Sulz/Ichenheim - Auf der Fensterbank von Ernst Jäger steht ein Schachbrett. Mindestens einmal am Tag wird im Hause Jäger eine Partie gespielt. Trainingspartnerin ist seine Pflegehilfe Agatha Kaminskie. "Sie lernt es noch", sagt Ernst Jäger, der heute seinen 100. Geburtstag feiert.

Ernst Jäger hat mit 23 Jahren seinen linken Arm und sein rechtes Bein durch einen Granatsplitter verloren. Die gesamte Lebensplanung wurde auf den Kopf gestellt. Nie habe er sich unterkriegen lassen. "Ich bin noch immer da", sagt er mit einem schelmischen Lächeln und verweist auf einen elektrischen Rollstuhl, der ihm eine gewisse Unabhängigkeit beschert. Nach wie vor ist er am Geschehen in Sulz und Umgebung interessiert. Strahlend erzählt er über sein Leben. Für seine ehrenamtlichen Verdienste in Vereinen, Verbänden und Gesellschaft erhielt er 1987 die Landesehrennadel. Bei deutschen Meisterschaften hat er sich an die Spitze der Athleten geschwommen und so im Alter von 62 Jahren Jahren die Teilnahme an den Olympischen Spielen der Versehrten in Holland gesichert.

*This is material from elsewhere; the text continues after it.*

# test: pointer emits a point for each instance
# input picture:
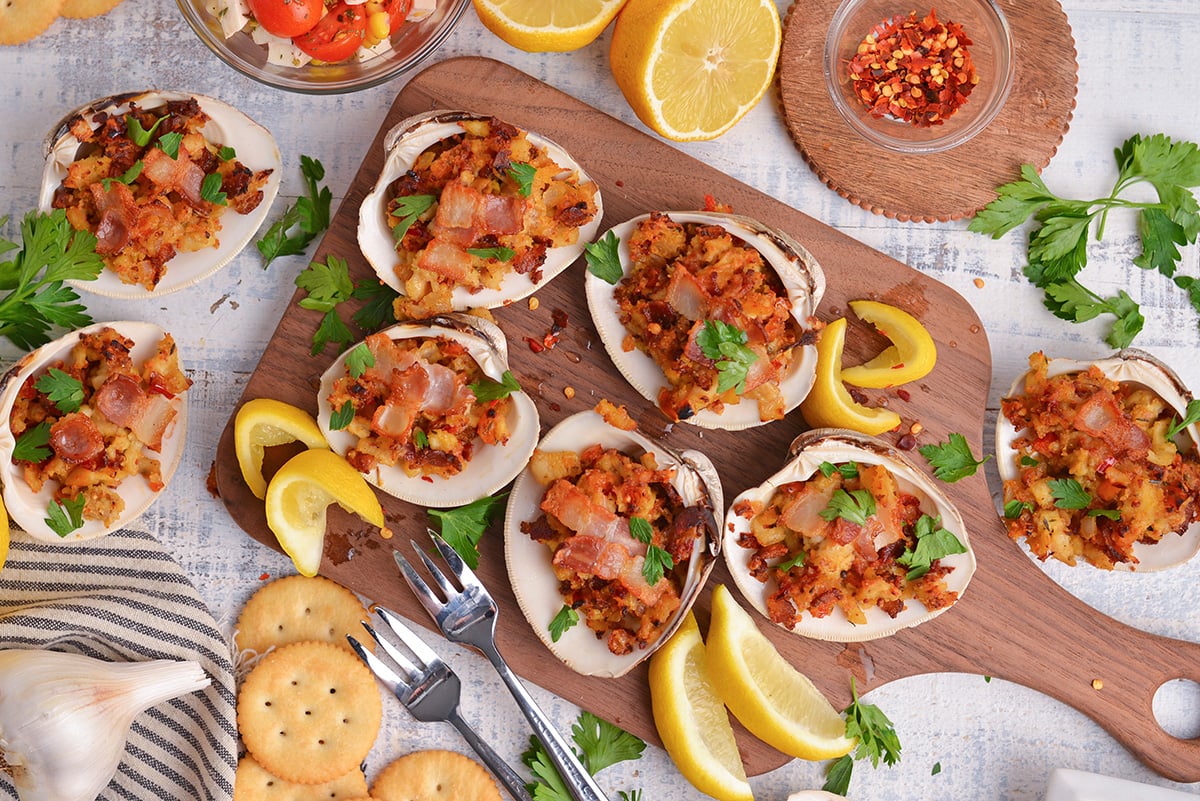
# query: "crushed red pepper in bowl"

Im Alter von 16 Jahren erlernte der gebürtige Ichenheimer das Bäckerhandwerk und verbrachte sein Gesellenjahr in Baden-Baden und Schwenningen. Zuvor arbeitete er zwei Jahre bei dem Landwirt und Wagner Fässler. 1938 ging es zum Arbeitsdienst und später zum Wehrdienst. Kriegseinsätze in Slowenien, auf dem Balkan und Russland folgten. Bei Rostow am Asowschen Meer geriet er in einen Granathagel und verlor Oberarm und Oberschenkel. Drei Jahre lag er im Lazarett in Freiburg und schulte quasi im Krankenbett um zum kaufmännischen Angestellten. 1944 war er Beschäftigter der Spar- und Darlehenskasse Ichenheim. Von 1945 bis 1974 war bei der Gemeindeverwaltung für die Gemeindekasse verantwortlich. "Ich habe immer gut mit diesen fünf Fingern gearbeitet", sagt er stolz.

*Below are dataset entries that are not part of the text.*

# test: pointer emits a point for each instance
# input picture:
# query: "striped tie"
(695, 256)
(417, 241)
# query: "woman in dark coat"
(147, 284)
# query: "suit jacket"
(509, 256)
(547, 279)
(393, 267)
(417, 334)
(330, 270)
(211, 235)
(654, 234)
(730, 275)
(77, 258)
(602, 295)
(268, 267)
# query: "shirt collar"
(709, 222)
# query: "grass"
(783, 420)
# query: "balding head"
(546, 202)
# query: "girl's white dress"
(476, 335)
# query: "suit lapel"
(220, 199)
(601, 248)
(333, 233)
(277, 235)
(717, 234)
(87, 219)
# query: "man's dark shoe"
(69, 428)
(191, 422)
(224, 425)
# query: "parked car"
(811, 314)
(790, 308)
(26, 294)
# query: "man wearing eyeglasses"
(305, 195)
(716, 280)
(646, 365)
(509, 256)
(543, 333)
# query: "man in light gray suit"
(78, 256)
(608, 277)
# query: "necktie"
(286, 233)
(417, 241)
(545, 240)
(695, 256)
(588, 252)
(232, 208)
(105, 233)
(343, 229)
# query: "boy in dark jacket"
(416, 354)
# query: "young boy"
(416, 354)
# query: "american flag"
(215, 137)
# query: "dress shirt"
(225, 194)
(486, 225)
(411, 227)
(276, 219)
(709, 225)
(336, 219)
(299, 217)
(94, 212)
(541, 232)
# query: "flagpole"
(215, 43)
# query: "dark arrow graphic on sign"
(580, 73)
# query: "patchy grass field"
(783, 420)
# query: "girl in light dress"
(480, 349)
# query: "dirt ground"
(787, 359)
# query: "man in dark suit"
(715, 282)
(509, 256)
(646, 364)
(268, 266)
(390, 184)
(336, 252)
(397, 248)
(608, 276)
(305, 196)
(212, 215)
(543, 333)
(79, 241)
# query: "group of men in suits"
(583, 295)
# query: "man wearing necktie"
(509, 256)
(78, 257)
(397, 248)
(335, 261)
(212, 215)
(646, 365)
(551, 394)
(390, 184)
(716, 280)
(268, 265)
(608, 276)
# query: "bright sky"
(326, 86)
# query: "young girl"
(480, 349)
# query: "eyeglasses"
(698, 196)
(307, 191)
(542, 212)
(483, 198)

Nicht nur sein Posten als Kämmerer forderte seinen persönlichen Einsatz. Vereine standen Schlange und baten um Übernahme von Schriftführer- oder Rechnerämter. In 13 Vereinen gehörte er dem Vorstand an. Jäger war Bezirksjugendobmann im Fußball, Schriftführer der Vereinsgemeinschaft Ichenheim, der Sportfreunde Ichenheim, Vorsitzender des Fußballvereins, Schriftführer und Kassierer des CDU-Ortsverbands Ichenheim, Elternbeiratsvorsitzender sowie Mitglied des Pfarrgemeinde- und Stiftungsrats, Kassierer und Schriftführer der Versehrtensportgruppe, des Sozialverbands und stellvertretender zweiter Vorsitzender des Schachclubs. Immer waren es die arbeitsintensiven Posten, die Jäger übernommen hat. "Ich hab es sehr gern gemacht", sagt er.

In zahlreichen Vereinen engagiert

1976 zog Ernst Jäger mit Ehefrau Edeltraud Jäger – Ehefrau Monika verstarb 1962 – ins neue Heim in Sulz. Das Haus wurde rollstuhlgerecht erbaut. Ehefrau Edeltraud verstarb 2016. Ernst Jäger hat sich nie aufgegeben. Sein Motto: "Nicht rauchen, nicht trinken, einfach gesund leben und morgens aus dem Bett." Ernst Jäger konnte immer alles machen – Auto fahren, Motorrad fahren am Sport teilnehmen. Täglich liest er mehrere Zeitungen und bewahrt sich so den Einblick ins Kommunal- und Weltgeschehen.